It’s no surprise gold production in South Africa has been falling significantly over the past few decades. In fact, the market barely reacted to recent news that China has overtaken South Africa as the world’s top gold producer.
“I don’t think it will necessarily have a very great effect in terms of the supply/demand balance,” Philip Klapwijk, executive chairman of precious metals consultancy GFMS Ltd., said of China’s big move. “It’s more a signalling effect, and that tells us that what has been the world’s greatest source of gold, South Africa, appears to have lost its crown in 2007 as the largest producer of the mined metal. That’s the first time South Africa hasn’t been No. 1 for well over 100 years.
“So this is really quite an important milestone for the historical record and will probably be interpreted as yet another sign of the malaise of gold mine production in spite of these record price levels that we’re enjoying.”
South African gold production has fallen more than two-thirds since its peak output of more than 1,000 tonnes in 1970. Last year, production totalled less than 300 tonnes, and it is continuing to fall. In 2006, gold output fell to its lowest level since 1922, and Statistics SA reported that output declined 12.7% in November 2007 compared to November 2006. In addition, production has fallen by more than half in the last 10 years alone.
But with growth in output from China and similar regions, global mine supply is actually expected to remain relatively flat compared to the past five years, according to the VM Group’s “The Yellow Book”. In 2008, the commodities consultancy expects mine production to total 2,414 tonnes, compared to an estimated 2,413 tonnes in 2007. Output was 2,367 tonnes in 2006, 2,411 tonnes in 2005, 2,351 tonnes in 2004 and 2,512 tonnes in 2003.
“There are other areas emerging as what we call ‘new world mine supplies,’ so you’ve got Russia, China, those kinds of countries beginning to come into their own,” VM’s chief executive Jessica Cross said.
“We see the geographical emphasis of mine supply shifting. The South African stuff is really to be expected. It’s a very, very mature industry with deep, hard rock. It’s getting more and more expensive to go down, and the grades have been gradually reducing because they’ve already mined the good stuff out. So for the South African industry, the challenge is really going to be reserve replacement, either within South Africa or externally. The options in the South African industry are not what they used to be.”
According to Cross, South African producers likely won’t even be able to use increasingly high gold prices to their advantage.
“Even with these high prices, we’re not going to see this surge in supply that a lot of people would have expected,” she said. “It’s not a case of just being able to say, ‘Well the gold price is high, so let’s turn on the tap and get more out of the ground.’ I think the major companies have been having problems finding greenfields projects with the geologists out there doing their exploration.
“I think it’s getting increasingly more difficult to find very large world class deposits, and this is really one of the big challenges to the industry - how do the major companies continue to replace reserves that are depleting on an annual basis?”

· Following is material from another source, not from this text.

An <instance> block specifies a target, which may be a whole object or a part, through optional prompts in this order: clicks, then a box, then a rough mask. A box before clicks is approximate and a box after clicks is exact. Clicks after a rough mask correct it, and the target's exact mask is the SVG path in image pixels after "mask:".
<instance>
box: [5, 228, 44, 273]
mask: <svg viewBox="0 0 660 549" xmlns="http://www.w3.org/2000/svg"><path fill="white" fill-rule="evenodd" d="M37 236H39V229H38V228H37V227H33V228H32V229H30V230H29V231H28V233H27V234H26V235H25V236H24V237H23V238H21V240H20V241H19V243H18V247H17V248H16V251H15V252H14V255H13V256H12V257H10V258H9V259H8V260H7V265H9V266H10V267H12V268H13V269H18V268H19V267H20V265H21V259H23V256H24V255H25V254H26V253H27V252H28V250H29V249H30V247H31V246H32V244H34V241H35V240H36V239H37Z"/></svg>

Cross said that producers have two choices: They can either continue to explore for new ore bodies or consolidate by buying juniors that are already performing exploration activities. But the options are limited, she said.
The high price of gold may eventually spark an increase in production globally, but even that is questionable, according to Martin Murenbeeld, chief economist of the Dundee Group of Companies.
“The mines are still suffering, actually, from the period of time in the late 1990s when the gold price was so depressed,” he said. “It takes an upwards of 10 years for companies to find gold and then get it out of the ground and get it into the market. We’re seven years past the bottom of the gold price, so certainly for the next three or four years we’re going to see mine supply be relatively weak.
“Now over time with the higher gold price, you’d expect to see more gold output. So let’s say in the second half of the next decade, 2015 onwards, you’d expect to see more mine supply, but at this point that’s a guesstimate.”
Murenbeeld said it doesn’t matter if the gold comes from South Africa or anywhere else - if the total supply worldwide does not rise, it is bullish for the gold price. “We have some formulas, a sort of simple rule of thumb that we use, that a 10% decline in gold production will tend to raise the price of gold by about 5%,” he said.
But other factors - including the U.S. dollar and the price of oil - will be much more influential on the gold price than mine supply, Murenbeeld said.
“Those are the things that I think are key to the medium-term and longer-term outlook for gold. At some point, presumably, you will get some more good production. If the gold price averages $1,000, presumably some mines that weren’t producing back at $500, or heaven forbid $250, they may be producing at $1,000. So there will be some impact from mine supply, but I don’t think that’s an issue for the next couple years.”